Many resource and technology poor Islamic countries, with valuable human and intellectual capital, must be provided the opportunity to contribute to competitive research that benefits them and the Islamic world, he urged. Pharmaceutical and biotechnology research in the Islamic world would greatly benefit from access to cutting-edge technologies and uniform and common IP and regulatory guidelines. COMSTECH, with support of Islamic Development Bank, could play a catalytic role by enabling and coordinating the development of world-class Biomolecular research capacity in OIC-member countries, he suggested.

Dr. Azad pointed out that a substantial amount of material for the production of generic medicines is sourced from developing countries including some in the Islamic world. He explained how the pipeline of new small-molecule drugs, from which generic medicines are copied, have almost dried up as multinational drug companies have turned their attention to a new class of very efficacious protein-based pharmaceuticals (Biologics).
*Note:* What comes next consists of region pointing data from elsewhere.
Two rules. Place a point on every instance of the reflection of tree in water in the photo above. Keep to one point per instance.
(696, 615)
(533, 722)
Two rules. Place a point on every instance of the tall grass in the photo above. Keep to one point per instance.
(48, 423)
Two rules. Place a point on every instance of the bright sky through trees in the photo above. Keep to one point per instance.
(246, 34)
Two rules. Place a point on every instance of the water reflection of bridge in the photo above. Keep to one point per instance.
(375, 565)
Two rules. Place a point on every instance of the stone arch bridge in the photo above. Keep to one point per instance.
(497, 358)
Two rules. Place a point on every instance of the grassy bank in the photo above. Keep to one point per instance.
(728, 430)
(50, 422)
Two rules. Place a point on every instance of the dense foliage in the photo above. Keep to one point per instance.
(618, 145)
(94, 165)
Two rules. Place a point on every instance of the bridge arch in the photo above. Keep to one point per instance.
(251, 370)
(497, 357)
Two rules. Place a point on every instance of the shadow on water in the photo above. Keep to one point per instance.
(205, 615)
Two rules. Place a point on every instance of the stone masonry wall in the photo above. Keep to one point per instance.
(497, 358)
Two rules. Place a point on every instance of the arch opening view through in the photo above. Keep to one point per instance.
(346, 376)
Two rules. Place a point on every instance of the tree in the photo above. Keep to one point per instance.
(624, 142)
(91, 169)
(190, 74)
The earlier versions of Biologics were human enzymes, hormones, growth factors and cytokines produced by recombinant DNA technologies. The latest versions are monoclonal antibody (Mab)-type molecules, he explained.
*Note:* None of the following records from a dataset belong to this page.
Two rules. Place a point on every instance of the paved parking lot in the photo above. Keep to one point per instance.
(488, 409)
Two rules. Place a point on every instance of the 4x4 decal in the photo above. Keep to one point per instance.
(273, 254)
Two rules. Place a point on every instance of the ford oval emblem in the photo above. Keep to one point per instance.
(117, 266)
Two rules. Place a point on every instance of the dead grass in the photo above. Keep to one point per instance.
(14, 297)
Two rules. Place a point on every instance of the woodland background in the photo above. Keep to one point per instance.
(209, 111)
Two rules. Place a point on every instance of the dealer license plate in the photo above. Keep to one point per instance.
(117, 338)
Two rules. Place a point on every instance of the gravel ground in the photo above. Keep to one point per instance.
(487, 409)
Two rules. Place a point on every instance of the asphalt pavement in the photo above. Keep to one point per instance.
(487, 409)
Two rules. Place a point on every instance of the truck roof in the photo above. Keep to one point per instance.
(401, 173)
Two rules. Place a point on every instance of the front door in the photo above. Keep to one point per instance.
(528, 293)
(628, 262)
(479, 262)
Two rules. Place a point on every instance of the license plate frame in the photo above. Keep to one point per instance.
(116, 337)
These new generation of life-saving drugs are extremely expensive (at least $50,000 per patient a year) and simply beyond the means of most people and poor countries of the developing and Islamic world, Dr. Azad mentioned.

There is, therefore a huge demand for the production of cheaper versions of these wonder drugs, termed Biosimilars, through reverse-engineering and recombinant DNA technology. As most Mab-type Biologics are under patent, copying them into Biosimilars is not easy but luckily least developed countries are exempt from patent restrictions till 2032, he informed.

Prof. Dr. Ahmed Abdullah Azad, is the Chief Research Scientist, Commonwealth Scientific and Industrial Research Organisation, Division of Biotechnology, Melbourne, Australia. His research helped in the discovery and development of the anti-Flu drug Neuraminidase. He led the research in the discovery and development, and commercialisation, of a recombinant subunit vaccine against a highly immunosuppressive virus (IBDV). Dr. Azad has more than 130 peer reviewed papers in international journals and 10 patents. He is Fellow of five science academies, and currently is Secretary General of the Islamic-World Academy of Sciences.

Scientists, researchers and experts from Pakistan, Turkey, Iran, Indonesia, Iraq, Ethiopia, Azerbaijan and other countries joined this webinar.